There are two algorithms for rendering curves in Arnold, Ribbon, and Thick. For the main stem, you will need to render the curve using Thick mode. 


The individual barbs look better when rendered as Ribbon mode:

When the Ai Curve Width is set too high, the curves start to overlap, and errors in the sampling will occur.

Adding a ramp texture map to the Opacity of the Standard Hair will soften the edges of the curves.

Increase the curve width so that it is at least twice the width of the feather curves (in this case a value of 0.04 was used). Make sure to change the mode to Thick so that the curve appears rounded. The main stem of the feather will require a regular glossy material. Connect an Ai Standard Surface shader to the Curve Shader of the stem curve.

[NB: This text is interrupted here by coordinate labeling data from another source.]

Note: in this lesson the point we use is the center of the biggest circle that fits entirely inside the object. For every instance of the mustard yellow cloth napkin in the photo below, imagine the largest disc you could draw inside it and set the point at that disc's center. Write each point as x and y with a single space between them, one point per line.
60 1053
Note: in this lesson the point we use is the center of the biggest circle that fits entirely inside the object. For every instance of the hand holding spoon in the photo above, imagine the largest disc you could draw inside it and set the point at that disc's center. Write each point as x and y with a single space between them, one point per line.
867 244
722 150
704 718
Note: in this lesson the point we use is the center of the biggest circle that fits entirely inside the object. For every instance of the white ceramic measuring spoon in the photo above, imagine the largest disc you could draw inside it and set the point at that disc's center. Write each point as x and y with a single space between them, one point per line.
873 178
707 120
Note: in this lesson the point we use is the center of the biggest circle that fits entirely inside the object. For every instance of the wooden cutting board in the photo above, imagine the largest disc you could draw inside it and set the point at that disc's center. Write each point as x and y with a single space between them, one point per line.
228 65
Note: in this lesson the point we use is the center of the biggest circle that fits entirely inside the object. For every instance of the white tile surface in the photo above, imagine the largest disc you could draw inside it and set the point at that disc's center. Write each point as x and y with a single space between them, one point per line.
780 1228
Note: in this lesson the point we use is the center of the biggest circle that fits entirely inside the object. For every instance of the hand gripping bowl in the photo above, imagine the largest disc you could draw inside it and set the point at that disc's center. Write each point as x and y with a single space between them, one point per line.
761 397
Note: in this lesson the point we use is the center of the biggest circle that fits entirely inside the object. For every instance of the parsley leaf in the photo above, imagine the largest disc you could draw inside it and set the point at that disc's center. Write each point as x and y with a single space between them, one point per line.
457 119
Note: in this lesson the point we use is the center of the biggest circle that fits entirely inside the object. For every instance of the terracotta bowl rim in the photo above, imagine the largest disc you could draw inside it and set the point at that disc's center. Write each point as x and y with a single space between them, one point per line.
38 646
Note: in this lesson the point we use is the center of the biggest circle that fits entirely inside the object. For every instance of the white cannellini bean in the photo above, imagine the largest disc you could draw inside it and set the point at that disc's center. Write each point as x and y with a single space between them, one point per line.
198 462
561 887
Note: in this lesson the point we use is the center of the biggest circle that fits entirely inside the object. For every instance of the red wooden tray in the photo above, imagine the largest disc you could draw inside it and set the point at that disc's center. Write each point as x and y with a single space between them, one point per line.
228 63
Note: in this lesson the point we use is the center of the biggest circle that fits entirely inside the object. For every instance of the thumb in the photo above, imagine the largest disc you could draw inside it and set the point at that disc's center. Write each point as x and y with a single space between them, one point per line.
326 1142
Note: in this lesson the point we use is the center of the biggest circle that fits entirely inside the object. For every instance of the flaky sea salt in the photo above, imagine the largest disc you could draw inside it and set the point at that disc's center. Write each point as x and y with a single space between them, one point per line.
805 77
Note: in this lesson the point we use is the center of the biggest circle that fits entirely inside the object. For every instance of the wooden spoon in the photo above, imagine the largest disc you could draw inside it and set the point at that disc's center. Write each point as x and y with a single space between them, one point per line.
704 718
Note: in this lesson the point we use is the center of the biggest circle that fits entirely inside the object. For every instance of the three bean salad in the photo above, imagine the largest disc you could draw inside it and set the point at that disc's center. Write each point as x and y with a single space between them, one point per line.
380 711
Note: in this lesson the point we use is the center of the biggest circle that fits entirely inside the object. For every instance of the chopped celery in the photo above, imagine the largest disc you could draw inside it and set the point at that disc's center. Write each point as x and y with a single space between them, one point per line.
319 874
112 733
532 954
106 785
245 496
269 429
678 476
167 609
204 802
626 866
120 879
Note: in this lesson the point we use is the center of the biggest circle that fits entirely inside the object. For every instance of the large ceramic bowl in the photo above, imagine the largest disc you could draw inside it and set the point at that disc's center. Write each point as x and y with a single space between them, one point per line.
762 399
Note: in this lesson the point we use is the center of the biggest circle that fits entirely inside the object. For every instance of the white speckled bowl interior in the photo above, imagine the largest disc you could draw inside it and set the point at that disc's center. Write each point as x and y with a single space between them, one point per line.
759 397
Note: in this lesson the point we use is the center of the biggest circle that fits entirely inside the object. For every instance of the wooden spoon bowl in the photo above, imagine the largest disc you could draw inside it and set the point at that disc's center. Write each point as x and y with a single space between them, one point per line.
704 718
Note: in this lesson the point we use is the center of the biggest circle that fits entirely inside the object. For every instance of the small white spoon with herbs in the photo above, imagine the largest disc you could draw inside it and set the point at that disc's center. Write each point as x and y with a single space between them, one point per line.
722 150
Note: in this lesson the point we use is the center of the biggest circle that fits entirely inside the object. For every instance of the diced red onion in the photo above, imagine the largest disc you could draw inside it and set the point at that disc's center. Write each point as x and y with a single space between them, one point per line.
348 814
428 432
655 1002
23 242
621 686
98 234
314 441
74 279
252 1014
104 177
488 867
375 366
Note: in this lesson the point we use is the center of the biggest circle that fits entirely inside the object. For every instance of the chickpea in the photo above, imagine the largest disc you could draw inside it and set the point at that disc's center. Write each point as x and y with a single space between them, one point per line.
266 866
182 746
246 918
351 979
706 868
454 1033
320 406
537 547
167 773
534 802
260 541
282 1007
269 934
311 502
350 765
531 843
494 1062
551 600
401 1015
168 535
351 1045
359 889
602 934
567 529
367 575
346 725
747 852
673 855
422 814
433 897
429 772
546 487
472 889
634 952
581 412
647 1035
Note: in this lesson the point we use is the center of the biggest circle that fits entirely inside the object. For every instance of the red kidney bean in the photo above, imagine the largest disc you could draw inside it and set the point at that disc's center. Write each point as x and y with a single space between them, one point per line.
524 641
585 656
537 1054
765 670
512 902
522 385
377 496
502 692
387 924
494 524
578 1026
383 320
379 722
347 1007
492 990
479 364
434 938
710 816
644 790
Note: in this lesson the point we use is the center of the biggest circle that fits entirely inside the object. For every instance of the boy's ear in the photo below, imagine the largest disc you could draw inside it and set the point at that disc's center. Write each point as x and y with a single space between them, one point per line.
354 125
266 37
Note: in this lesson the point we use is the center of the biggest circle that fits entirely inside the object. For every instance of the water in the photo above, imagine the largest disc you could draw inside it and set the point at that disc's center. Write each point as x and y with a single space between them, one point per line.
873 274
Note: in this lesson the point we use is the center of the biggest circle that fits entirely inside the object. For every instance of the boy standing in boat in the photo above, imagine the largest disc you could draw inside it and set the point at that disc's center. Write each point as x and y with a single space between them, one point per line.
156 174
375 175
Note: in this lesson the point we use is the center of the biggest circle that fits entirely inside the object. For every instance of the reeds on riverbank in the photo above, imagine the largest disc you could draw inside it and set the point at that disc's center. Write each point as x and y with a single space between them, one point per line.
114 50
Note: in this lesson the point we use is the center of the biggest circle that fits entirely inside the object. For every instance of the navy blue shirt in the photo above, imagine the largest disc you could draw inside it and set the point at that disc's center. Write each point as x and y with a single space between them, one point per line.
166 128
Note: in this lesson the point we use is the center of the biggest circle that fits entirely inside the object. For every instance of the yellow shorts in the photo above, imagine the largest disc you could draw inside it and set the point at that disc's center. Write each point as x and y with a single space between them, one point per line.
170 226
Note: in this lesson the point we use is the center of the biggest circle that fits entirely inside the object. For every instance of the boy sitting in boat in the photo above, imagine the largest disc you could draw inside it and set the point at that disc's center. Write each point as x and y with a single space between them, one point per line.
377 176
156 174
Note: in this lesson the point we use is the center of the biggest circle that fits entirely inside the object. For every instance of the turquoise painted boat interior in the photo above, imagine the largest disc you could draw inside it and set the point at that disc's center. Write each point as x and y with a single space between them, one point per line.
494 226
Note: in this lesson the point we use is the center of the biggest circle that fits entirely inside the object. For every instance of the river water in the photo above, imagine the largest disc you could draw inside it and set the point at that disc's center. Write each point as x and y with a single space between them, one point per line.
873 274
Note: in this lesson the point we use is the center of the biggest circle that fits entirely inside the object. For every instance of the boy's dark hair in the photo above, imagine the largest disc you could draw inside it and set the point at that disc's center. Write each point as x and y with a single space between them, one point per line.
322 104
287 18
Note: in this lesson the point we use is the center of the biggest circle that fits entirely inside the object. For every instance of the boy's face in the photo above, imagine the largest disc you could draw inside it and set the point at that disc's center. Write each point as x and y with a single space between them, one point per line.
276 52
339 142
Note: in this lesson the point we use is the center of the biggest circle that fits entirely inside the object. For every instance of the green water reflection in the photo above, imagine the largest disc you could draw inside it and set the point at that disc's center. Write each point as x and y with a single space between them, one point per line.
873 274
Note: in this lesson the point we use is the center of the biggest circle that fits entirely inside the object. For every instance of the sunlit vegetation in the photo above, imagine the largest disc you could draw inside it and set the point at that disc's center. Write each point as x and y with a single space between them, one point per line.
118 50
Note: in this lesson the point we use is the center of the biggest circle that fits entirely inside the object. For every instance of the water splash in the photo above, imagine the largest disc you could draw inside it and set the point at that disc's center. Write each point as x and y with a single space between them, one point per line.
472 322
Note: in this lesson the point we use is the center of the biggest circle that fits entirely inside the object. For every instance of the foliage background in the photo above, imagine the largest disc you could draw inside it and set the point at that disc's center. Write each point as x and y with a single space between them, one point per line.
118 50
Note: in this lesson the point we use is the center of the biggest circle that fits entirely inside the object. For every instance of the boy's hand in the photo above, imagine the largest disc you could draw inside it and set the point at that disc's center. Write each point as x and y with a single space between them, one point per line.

Create a Standard Hair shader and connect it to the Ai Curve Shader attribute of the curves set.

The images below show the effect of altering the root color.

The images below show the effect of adding a colored circular ramp to the Specular Tint of the Standard Hair shader.

SSS only works with poly meshes and is therefore not supported by the curves primitive.

To see the curves in glossy reflections and refractions you will need to add the following Override Attributes:

  • Ai Visible in Glossy
  • Visible in Refractions

 

Curves are not visible in reflections by default. If you want your curve to be reflected, you will have to add the attribute Visible in Reflections to the override set containing the curves.

Ai Visible in Glossy and Visible in Refractions added to override set containing curves

 

 

That concludes this tutorial on rendering curves as feathers. Rendering curves as hairs using override sets is a useful way to create complex looking scenes without the overhead of working with heavy amounts of geometry.